Stein (1945: Annals of Mathematical Statistics; 1949: Econometrica) developed a fundamental two-stage procedure for constructing a fixed-width (=2d) confidence interval with a confidence coefficient at least (1 − α) for mean μ of a normal distribution when its variance σ2 is also unknown. We suppose that 0 < σ < ∞.
Had sigma been known, the required sample size would have been, C = a2σ2/d2, where (i) 2d (>0) is the preassigned length of the confidence interval centered at the sample mean, (ii) 0 < α < 1 is preassigned, and (iii) a is the upper 50α% point of a standard normal distribution. But, since σ was unknown, Stein estimated C by incorporating the sample variance from pilot data in place of σ2 and replacing a with am−1, the upper 50α% point of tm−1 distribution where m (≥2) is the pilot sample size.

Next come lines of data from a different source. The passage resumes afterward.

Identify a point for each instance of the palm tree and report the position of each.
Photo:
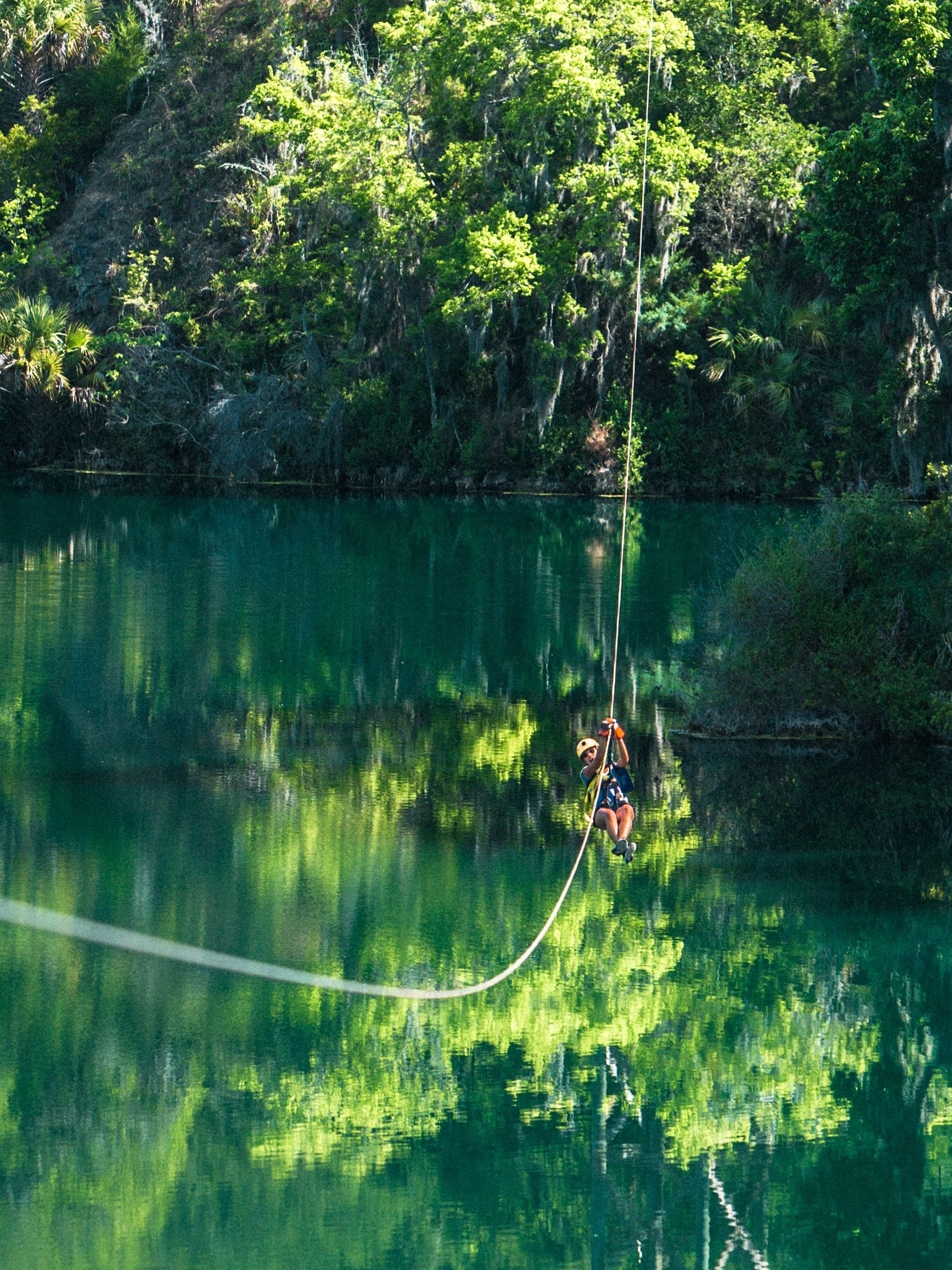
(40, 39)
(44, 353)
(769, 356)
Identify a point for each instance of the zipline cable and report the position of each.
(135, 941)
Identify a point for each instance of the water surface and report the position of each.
(338, 734)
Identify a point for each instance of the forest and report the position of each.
(389, 244)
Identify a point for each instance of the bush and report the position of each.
(843, 625)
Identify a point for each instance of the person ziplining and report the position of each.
(608, 798)
(606, 790)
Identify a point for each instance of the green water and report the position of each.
(338, 734)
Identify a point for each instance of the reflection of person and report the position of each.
(613, 813)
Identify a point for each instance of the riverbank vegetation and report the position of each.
(842, 625)
(398, 243)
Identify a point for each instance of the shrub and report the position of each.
(843, 625)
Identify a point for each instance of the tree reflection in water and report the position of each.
(739, 1047)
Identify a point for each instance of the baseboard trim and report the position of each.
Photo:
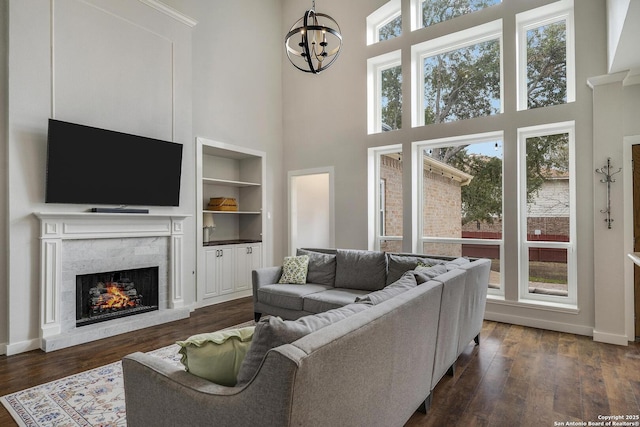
(610, 338)
(539, 323)
(22, 347)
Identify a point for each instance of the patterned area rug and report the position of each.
(90, 398)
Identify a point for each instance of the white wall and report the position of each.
(310, 211)
(325, 125)
(115, 64)
(123, 65)
(237, 98)
(4, 41)
(615, 117)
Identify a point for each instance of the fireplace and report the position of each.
(113, 294)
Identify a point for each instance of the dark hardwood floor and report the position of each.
(518, 376)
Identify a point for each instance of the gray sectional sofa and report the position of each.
(372, 362)
(336, 278)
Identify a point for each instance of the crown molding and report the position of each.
(171, 12)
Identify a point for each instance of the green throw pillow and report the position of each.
(216, 356)
(294, 269)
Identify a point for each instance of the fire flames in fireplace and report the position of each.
(113, 296)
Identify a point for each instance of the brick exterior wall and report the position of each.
(442, 196)
(391, 173)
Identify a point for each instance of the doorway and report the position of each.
(311, 209)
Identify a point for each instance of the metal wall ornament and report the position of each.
(313, 43)
(606, 171)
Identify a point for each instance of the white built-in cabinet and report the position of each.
(235, 246)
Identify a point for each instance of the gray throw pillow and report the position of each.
(322, 267)
(424, 274)
(273, 332)
(362, 270)
(406, 282)
(451, 265)
(399, 264)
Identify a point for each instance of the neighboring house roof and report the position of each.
(436, 166)
(551, 200)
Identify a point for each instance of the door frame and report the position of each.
(291, 199)
(627, 177)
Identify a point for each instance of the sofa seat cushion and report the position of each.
(330, 299)
(273, 332)
(288, 295)
(362, 270)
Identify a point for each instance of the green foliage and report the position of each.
(391, 30)
(463, 83)
(547, 65)
(435, 11)
(392, 97)
(547, 157)
(482, 197)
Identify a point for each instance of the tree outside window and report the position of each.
(463, 83)
(436, 11)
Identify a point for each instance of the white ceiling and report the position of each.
(626, 54)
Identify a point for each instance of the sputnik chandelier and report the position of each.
(314, 41)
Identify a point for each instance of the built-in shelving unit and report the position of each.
(234, 247)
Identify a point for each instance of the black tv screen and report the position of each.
(87, 165)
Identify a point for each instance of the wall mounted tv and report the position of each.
(87, 165)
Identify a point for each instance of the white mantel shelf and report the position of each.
(90, 225)
(55, 227)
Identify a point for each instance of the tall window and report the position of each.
(457, 86)
(432, 12)
(385, 92)
(389, 209)
(546, 62)
(461, 198)
(458, 76)
(547, 213)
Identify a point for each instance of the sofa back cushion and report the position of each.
(399, 264)
(273, 332)
(403, 284)
(359, 269)
(322, 267)
(424, 274)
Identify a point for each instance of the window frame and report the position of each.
(381, 17)
(419, 52)
(418, 191)
(375, 67)
(535, 18)
(571, 300)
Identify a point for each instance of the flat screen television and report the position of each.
(88, 165)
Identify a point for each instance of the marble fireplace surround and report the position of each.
(57, 227)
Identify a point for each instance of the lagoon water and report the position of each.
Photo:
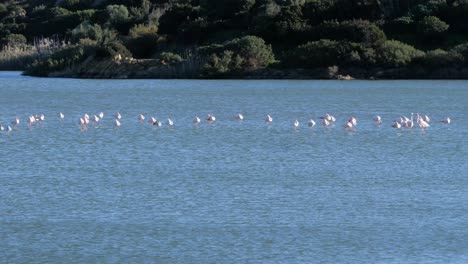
(233, 192)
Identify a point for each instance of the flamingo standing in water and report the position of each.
(210, 118)
(396, 125)
(446, 120)
(426, 118)
(378, 120)
(96, 119)
(15, 122)
(239, 116)
(352, 120)
(325, 122)
(296, 123)
(311, 123)
(422, 123)
(31, 120)
(349, 125)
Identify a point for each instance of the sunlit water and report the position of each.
(233, 192)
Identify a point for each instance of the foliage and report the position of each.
(142, 40)
(249, 52)
(231, 34)
(169, 57)
(63, 58)
(397, 54)
(431, 25)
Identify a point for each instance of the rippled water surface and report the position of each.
(230, 191)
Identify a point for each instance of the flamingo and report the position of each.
(239, 116)
(210, 118)
(378, 120)
(446, 120)
(82, 122)
(422, 123)
(349, 125)
(311, 123)
(327, 117)
(86, 119)
(396, 125)
(296, 123)
(96, 119)
(15, 122)
(426, 118)
(352, 120)
(410, 123)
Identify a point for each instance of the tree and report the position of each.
(431, 25)
(397, 54)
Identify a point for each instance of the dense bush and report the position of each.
(325, 52)
(431, 25)
(352, 30)
(249, 52)
(60, 60)
(397, 54)
(440, 58)
(142, 40)
(302, 33)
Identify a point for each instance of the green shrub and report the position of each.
(361, 31)
(432, 25)
(397, 54)
(142, 40)
(169, 57)
(60, 60)
(440, 58)
(247, 53)
(118, 14)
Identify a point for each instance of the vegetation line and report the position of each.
(235, 38)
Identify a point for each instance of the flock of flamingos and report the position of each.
(86, 121)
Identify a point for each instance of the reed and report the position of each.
(18, 57)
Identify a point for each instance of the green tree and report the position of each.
(432, 25)
(142, 40)
(397, 54)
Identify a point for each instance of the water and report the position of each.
(233, 192)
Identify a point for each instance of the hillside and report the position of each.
(236, 38)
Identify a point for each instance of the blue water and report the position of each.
(230, 191)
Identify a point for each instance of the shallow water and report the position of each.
(233, 191)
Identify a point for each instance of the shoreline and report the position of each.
(153, 69)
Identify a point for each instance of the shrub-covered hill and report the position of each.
(237, 38)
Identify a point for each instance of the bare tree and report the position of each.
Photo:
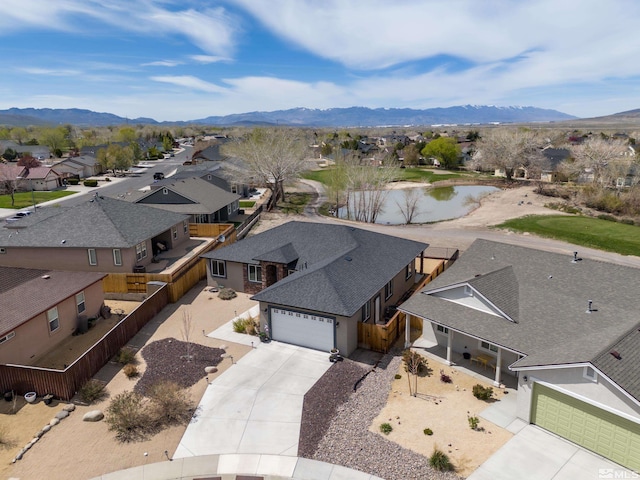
(187, 332)
(604, 158)
(409, 205)
(413, 365)
(509, 149)
(273, 157)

We revisit Mukhopadhyay's (1982: Scandinavian Actuarial Journal) generalization of the Stein procedure to construct fixed-width confidence intervals of μ where we incorporate less traditional unbiased and/or consistent estimators, g2(U), of σ2 instead of the sample variance. Here, we focus on the idea of a basic statistic U defined via mean absolute deviation, range, Gini's mean difference while estimating or equivalently C. Obviously, then, am−1 would have to be replaced by an upper 50α% point corresponding to the pivotal distribution of the sample mean standardized by g(Um), n≥m.

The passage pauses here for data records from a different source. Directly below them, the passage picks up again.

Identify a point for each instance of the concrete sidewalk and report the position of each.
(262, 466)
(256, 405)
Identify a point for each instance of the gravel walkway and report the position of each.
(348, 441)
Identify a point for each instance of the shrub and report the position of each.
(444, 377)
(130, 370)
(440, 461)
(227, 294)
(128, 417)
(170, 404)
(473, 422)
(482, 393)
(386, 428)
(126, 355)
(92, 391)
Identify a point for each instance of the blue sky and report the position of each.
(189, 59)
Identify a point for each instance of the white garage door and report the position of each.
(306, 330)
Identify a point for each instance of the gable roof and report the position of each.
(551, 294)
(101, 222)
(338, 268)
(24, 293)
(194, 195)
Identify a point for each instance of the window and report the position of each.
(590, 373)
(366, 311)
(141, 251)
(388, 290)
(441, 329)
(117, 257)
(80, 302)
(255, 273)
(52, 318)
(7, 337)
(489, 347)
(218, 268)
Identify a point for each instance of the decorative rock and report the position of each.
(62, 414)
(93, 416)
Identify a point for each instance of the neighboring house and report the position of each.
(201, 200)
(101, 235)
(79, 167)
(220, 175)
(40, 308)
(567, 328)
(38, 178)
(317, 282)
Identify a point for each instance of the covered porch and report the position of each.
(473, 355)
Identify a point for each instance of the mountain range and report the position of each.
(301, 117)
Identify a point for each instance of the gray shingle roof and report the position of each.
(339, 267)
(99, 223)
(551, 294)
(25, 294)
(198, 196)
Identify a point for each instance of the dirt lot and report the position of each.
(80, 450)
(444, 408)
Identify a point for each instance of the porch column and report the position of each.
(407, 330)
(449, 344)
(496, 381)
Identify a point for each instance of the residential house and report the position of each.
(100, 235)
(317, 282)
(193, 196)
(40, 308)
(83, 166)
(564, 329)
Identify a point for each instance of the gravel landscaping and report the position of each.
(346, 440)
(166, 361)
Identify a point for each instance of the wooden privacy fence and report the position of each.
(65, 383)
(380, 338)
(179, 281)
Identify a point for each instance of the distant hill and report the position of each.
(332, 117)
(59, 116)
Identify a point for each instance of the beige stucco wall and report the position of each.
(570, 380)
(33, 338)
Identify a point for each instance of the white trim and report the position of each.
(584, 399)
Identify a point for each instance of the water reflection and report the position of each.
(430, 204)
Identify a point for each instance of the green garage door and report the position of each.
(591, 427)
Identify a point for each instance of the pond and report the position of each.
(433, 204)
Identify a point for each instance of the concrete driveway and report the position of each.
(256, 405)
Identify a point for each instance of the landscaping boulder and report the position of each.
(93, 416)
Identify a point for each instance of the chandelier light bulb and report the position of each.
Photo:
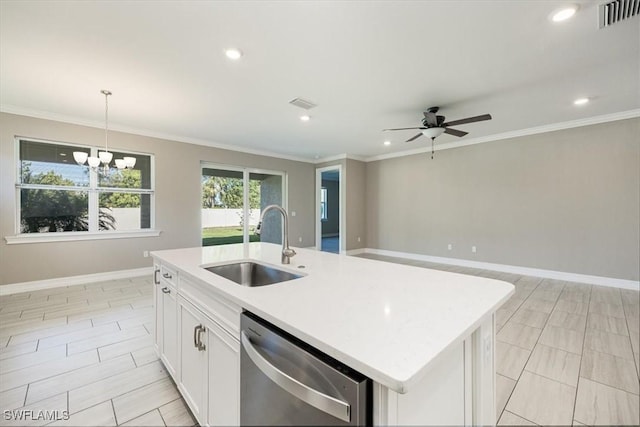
(80, 157)
(94, 162)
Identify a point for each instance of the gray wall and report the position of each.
(177, 201)
(567, 201)
(355, 204)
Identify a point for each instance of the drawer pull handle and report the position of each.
(197, 340)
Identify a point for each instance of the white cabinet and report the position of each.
(209, 373)
(197, 338)
(166, 334)
(224, 378)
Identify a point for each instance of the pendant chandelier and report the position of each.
(104, 157)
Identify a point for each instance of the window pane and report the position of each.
(51, 164)
(53, 211)
(124, 211)
(138, 177)
(265, 190)
(222, 207)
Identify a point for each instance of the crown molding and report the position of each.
(514, 134)
(340, 157)
(12, 109)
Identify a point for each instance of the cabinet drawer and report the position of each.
(223, 311)
(169, 274)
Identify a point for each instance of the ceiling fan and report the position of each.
(433, 125)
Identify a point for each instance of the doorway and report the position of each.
(329, 208)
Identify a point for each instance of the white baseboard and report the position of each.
(37, 285)
(355, 251)
(526, 271)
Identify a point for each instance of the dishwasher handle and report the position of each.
(315, 398)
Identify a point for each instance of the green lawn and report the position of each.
(224, 235)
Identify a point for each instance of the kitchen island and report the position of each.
(425, 337)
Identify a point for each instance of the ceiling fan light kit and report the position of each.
(433, 132)
(433, 126)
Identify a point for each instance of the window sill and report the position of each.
(78, 235)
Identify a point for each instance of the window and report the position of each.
(323, 204)
(232, 200)
(56, 195)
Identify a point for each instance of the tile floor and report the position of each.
(566, 353)
(85, 349)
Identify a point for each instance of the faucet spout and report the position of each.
(287, 252)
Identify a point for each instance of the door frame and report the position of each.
(341, 208)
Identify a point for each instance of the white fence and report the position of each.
(129, 218)
(227, 217)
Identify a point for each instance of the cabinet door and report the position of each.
(193, 361)
(169, 328)
(224, 377)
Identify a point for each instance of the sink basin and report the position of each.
(249, 273)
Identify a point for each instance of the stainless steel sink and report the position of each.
(249, 273)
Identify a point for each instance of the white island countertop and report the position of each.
(388, 321)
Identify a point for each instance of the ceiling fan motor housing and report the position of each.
(426, 123)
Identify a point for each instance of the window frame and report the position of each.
(93, 190)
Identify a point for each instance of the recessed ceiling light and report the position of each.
(564, 13)
(233, 53)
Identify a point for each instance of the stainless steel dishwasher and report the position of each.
(287, 382)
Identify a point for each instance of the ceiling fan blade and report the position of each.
(455, 132)
(384, 130)
(468, 120)
(414, 137)
(432, 120)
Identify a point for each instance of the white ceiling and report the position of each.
(368, 66)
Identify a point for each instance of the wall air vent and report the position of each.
(618, 10)
(303, 103)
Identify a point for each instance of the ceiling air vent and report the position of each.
(618, 10)
(303, 103)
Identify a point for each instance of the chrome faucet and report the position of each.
(287, 252)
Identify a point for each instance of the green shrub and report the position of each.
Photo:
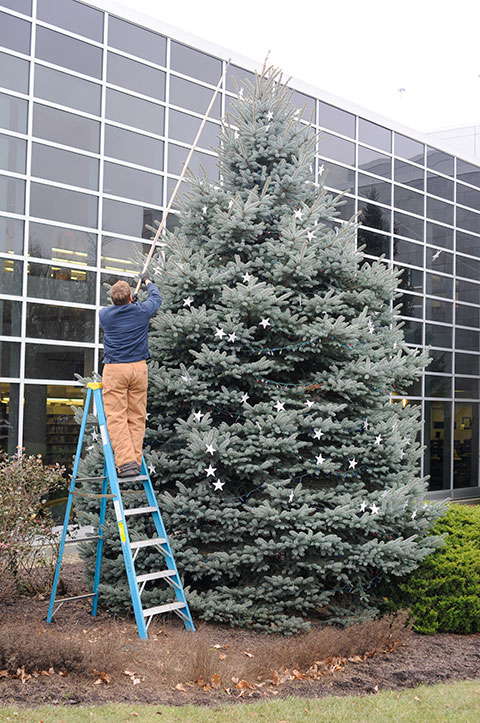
(443, 594)
(27, 541)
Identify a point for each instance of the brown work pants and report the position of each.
(125, 404)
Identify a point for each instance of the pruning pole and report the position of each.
(177, 186)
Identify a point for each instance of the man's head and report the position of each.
(121, 293)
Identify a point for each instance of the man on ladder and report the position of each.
(125, 374)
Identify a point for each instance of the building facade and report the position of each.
(98, 109)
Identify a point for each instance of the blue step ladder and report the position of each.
(110, 480)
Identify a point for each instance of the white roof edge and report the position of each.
(199, 43)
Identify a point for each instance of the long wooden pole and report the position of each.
(177, 186)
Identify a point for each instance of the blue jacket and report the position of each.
(125, 328)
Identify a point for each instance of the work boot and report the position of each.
(129, 469)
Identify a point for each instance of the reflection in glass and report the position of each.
(66, 323)
(10, 317)
(135, 112)
(66, 128)
(72, 15)
(12, 195)
(465, 449)
(438, 435)
(136, 40)
(133, 147)
(66, 167)
(58, 204)
(9, 395)
(15, 33)
(61, 283)
(68, 90)
(68, 52)
(14, 73)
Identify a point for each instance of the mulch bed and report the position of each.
(126, 671)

In the face of observing some possible outliers when random samples are drawn from a normal population, we will explore the role of Mukhopadhyay's (1982) two-stage fixed-width confidence interval procedure for the normal mean when the requisite sample size is determined using the mean absolute deviation, range, or Gini's mean difference. We will summarize selected theoretical properties of such methodologies along with some interesting data analyses.

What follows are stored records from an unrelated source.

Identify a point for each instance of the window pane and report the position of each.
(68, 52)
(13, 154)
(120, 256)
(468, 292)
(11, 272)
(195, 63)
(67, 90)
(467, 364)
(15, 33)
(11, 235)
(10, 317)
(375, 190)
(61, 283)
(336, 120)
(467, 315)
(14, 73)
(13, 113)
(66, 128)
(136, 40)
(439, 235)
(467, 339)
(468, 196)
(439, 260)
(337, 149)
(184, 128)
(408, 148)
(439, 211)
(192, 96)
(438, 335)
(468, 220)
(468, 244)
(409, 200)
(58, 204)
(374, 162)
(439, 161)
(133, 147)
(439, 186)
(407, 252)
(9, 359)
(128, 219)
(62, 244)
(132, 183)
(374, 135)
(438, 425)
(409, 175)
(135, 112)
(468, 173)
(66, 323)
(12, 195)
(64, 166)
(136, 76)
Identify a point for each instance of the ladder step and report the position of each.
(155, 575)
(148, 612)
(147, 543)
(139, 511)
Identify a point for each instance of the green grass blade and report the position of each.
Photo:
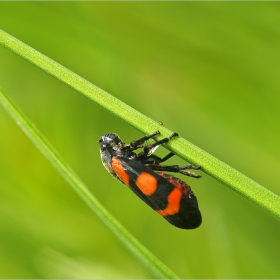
(211, 165)
(156, 267)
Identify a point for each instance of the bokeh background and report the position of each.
(210, 71)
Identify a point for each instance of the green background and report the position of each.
(209, 71)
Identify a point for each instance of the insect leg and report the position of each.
(176, 168)
(139, 142)
(159, 142)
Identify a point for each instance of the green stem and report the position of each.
(156, 267)
(211, 165)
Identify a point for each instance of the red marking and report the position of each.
(173, 206)
(117, 167)
(147, 183)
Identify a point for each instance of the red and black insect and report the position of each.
(170, 197)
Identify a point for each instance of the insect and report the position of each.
(144, 174)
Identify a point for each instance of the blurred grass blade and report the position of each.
(211, 165)
(157, 268)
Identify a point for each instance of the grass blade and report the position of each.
(156, 267)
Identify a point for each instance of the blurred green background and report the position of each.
(210, 71)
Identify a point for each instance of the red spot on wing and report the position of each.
(173, 205)
(147, 183)
(117, 167)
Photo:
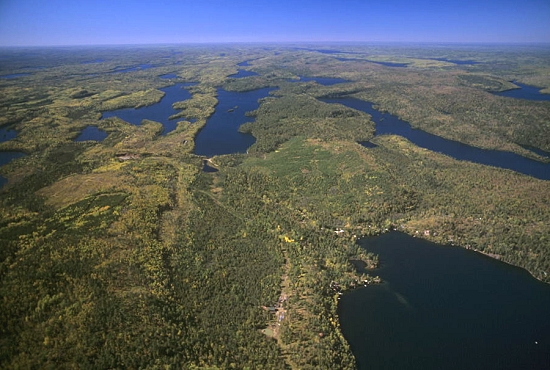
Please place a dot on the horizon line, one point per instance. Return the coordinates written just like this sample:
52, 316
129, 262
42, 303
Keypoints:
501, 43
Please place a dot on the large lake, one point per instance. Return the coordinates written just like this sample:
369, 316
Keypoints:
389, 124
445, 307
159, 112
221, 135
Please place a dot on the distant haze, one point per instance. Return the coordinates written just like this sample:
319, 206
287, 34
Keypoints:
96, 22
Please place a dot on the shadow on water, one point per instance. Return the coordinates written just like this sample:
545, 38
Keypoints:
220, 135
525, 92
159, 112
390, 124
91, 133
445, 308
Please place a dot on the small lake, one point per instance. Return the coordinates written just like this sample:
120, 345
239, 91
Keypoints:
243, 73
325, 81
6, 157
14, 75
457, 61
389, 124
92, 133
159, 112
220, 135
524, 92
445, 307
139, 67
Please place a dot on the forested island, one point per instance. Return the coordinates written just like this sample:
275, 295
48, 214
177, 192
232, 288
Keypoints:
122, 251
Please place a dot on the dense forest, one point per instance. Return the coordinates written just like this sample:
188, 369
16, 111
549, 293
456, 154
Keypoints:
123, 253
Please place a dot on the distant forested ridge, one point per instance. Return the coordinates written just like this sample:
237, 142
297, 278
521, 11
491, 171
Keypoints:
123, 253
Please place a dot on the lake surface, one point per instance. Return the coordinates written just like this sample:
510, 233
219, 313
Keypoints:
92, 133
390, 124
243, 73
446, 308
140, 67
14, 75
326, 81
389, 64
525, 92
159, 112
220, 135
457, 61
6, 157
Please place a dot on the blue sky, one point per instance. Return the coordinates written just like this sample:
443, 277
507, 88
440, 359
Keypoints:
92, 22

Keywords: Fixed-width confidence interval; Gini's mean difference; mean absolute deviation; range; sample variance; Pivotal distribution
Biography: Bhargab is a graduate student at the Department of Statistics, University of Connecticut, USA. He is pursuing his Phd under the supervision of Prof. Nitis Mukhopadhyay. He received both BSc and MSc degrees in Statistics from University of Calcutta, India in 2005 and 2007 respectively.